Egypt’s President Backs Global Campaign Against Islamic State Extremists
NEW YORK—Egyptian President Abdel Fattah Al Sisi pledged his support for the U.S. war against Islamic State militants, but called on PresidentBarack Obama to widen his campaign against extremism well beyond Iraq and Syria.
The former Egyptian military commander, in his first interview in the U.S. since formally taking power in June, also cautioned the administration against “washing its hands” of the Middle East at a time when the region’s borders are in flux and the threat of militancy is growing with the instability.
Mr. Sisi cited terrorist threats in Libya, Sudan, Yemen and the Sinai Peninsula as mirroring the danger posed to the Middle East and the West by Islamic State, which is also known as ISIS or ISIL.
He also said he is pursuing economic development, education and the promotion of religious tolerance as tools that were just as important for neutralizing Islamic State and other radical groups as military strikes.
“We can’t reduce the danger lurking in the region to ISIL. We have to bear in mind all the pieces of the puzzle,” Mr. Sisi said in a nearly hourlong interview at a Manhattan hotel. “We can’t just limit the confrontation to checking and destroying the Islamic State.”

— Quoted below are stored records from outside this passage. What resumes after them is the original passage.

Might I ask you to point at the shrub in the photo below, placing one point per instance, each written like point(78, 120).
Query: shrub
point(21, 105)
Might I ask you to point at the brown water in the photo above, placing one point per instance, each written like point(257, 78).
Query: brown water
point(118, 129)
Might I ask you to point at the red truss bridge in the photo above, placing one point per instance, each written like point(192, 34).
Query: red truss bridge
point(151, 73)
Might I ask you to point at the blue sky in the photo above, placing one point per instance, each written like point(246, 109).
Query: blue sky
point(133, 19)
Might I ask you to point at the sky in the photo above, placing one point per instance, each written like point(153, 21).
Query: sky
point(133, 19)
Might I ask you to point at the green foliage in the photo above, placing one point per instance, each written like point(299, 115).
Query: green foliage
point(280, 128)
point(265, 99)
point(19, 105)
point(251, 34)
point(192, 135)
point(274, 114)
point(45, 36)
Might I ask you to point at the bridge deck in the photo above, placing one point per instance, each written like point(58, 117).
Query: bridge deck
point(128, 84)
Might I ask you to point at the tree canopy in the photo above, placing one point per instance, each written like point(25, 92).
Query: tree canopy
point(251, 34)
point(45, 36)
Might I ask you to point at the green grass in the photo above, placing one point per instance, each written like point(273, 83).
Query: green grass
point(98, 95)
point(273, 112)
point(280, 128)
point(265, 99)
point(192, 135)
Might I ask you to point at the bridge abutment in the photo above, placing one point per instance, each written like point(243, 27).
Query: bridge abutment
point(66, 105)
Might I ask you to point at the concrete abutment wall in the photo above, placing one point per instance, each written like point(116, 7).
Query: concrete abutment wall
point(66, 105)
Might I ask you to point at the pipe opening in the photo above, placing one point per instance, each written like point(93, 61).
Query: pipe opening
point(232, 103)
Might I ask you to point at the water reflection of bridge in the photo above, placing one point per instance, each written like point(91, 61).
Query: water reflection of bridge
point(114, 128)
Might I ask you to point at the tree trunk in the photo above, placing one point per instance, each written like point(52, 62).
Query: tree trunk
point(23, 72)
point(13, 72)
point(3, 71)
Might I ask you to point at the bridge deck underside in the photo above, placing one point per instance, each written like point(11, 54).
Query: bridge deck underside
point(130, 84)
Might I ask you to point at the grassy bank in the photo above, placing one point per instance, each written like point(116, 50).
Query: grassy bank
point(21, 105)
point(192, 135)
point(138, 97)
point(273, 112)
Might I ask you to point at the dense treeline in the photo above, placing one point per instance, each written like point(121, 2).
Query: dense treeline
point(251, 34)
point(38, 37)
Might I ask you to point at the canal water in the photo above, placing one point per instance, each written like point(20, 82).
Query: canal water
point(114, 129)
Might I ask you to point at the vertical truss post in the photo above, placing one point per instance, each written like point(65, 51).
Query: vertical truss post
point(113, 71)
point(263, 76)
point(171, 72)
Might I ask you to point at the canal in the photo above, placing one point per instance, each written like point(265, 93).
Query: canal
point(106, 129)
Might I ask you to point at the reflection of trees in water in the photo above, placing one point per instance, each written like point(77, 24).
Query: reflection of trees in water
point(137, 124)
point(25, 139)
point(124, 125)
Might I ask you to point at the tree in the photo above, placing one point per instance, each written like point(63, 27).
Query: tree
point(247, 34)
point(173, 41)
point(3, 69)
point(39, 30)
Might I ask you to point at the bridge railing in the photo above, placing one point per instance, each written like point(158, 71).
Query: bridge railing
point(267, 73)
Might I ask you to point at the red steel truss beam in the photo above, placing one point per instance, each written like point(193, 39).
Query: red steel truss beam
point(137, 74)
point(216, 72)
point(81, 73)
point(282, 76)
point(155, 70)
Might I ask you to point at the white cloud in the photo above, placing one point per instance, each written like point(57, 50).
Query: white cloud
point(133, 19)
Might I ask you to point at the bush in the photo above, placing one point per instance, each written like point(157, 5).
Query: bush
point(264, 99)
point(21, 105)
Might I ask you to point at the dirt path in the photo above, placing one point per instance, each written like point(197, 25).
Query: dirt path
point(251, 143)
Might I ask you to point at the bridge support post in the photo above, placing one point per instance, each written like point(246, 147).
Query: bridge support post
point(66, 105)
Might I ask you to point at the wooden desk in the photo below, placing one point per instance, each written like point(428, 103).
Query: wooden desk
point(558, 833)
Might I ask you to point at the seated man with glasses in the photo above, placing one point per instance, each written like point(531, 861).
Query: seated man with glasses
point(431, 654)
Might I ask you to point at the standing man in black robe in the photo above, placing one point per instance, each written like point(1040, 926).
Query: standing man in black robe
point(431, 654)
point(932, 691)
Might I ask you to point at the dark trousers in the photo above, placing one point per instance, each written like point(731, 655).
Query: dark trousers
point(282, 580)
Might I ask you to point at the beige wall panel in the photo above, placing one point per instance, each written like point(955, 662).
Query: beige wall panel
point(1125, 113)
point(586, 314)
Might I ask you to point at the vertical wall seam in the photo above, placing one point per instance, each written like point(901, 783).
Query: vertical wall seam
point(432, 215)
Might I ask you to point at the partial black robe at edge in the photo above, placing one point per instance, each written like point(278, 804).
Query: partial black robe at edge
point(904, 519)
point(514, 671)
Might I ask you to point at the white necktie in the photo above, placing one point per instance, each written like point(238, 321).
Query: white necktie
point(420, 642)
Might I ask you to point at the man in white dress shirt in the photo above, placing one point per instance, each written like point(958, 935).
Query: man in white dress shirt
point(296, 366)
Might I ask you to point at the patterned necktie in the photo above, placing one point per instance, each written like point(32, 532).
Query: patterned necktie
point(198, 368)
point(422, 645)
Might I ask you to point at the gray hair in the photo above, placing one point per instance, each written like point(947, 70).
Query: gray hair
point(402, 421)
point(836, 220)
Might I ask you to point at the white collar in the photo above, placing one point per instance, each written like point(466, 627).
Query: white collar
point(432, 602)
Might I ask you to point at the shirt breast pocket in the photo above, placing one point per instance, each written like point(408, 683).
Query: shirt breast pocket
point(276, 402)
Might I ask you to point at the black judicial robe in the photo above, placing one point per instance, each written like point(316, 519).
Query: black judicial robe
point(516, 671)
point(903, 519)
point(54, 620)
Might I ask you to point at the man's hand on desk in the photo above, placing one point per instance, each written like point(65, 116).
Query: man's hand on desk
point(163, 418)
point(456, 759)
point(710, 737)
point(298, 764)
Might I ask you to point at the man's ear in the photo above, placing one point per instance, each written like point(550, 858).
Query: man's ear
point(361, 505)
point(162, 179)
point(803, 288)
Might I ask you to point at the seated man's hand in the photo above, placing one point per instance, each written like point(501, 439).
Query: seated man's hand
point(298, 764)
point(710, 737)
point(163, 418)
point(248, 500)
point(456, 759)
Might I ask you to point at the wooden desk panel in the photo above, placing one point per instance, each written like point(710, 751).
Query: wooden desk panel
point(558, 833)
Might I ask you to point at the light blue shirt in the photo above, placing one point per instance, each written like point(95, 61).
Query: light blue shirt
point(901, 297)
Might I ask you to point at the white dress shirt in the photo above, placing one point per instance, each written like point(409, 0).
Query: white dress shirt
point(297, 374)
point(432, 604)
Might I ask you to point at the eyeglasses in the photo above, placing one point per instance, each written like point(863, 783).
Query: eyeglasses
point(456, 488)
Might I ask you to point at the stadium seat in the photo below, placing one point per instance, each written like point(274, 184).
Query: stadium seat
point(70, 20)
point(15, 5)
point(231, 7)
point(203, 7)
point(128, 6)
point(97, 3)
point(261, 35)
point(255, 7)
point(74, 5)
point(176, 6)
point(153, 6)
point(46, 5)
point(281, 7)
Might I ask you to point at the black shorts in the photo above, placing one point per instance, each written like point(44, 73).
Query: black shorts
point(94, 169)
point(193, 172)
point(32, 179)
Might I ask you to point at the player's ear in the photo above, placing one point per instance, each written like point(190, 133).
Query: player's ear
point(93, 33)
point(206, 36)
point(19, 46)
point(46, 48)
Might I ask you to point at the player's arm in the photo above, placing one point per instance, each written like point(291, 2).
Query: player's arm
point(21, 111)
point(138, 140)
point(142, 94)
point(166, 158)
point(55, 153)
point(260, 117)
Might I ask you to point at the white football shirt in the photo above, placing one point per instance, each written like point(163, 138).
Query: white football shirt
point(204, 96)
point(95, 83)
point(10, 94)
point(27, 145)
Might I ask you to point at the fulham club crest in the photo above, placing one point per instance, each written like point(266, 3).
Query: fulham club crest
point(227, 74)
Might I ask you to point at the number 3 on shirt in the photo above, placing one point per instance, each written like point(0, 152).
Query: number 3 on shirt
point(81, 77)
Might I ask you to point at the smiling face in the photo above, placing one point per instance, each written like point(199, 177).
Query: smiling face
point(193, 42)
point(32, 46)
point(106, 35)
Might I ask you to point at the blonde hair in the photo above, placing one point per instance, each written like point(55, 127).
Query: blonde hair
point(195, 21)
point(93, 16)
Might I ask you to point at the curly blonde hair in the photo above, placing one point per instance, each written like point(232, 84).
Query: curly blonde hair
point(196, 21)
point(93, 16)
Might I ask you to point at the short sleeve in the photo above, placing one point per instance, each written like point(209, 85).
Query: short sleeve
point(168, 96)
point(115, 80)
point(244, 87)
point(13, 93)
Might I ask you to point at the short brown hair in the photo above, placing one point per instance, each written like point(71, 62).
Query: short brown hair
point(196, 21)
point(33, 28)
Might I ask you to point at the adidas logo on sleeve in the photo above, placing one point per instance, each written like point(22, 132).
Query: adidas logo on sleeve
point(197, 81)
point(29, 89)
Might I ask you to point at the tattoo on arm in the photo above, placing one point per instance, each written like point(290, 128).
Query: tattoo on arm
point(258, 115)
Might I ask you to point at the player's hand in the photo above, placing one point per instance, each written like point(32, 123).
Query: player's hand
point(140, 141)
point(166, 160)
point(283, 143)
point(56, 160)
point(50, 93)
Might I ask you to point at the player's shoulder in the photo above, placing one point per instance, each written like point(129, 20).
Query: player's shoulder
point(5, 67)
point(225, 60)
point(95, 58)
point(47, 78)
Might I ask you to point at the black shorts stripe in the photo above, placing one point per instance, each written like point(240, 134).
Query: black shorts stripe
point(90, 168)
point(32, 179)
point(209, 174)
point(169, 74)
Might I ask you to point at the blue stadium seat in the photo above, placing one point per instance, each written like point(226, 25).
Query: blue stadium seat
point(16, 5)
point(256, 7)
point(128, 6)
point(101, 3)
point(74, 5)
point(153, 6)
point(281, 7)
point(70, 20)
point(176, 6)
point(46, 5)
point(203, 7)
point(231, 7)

Mr. Sisi, 59 years old, is attending the annual United Nations General Assembly this week as a sort of coming out party for one of his region’s most important new leaders.
Since taking office, Egypt’s sixth president has cut energy subsidies in a bid to revitalize his country’s economy, continued a broad crackdown on the Muslim Brotherhood movement and worked closely with Israel to broker a tenuous cease-fire with the Palestinian militant group and political party, Hamas.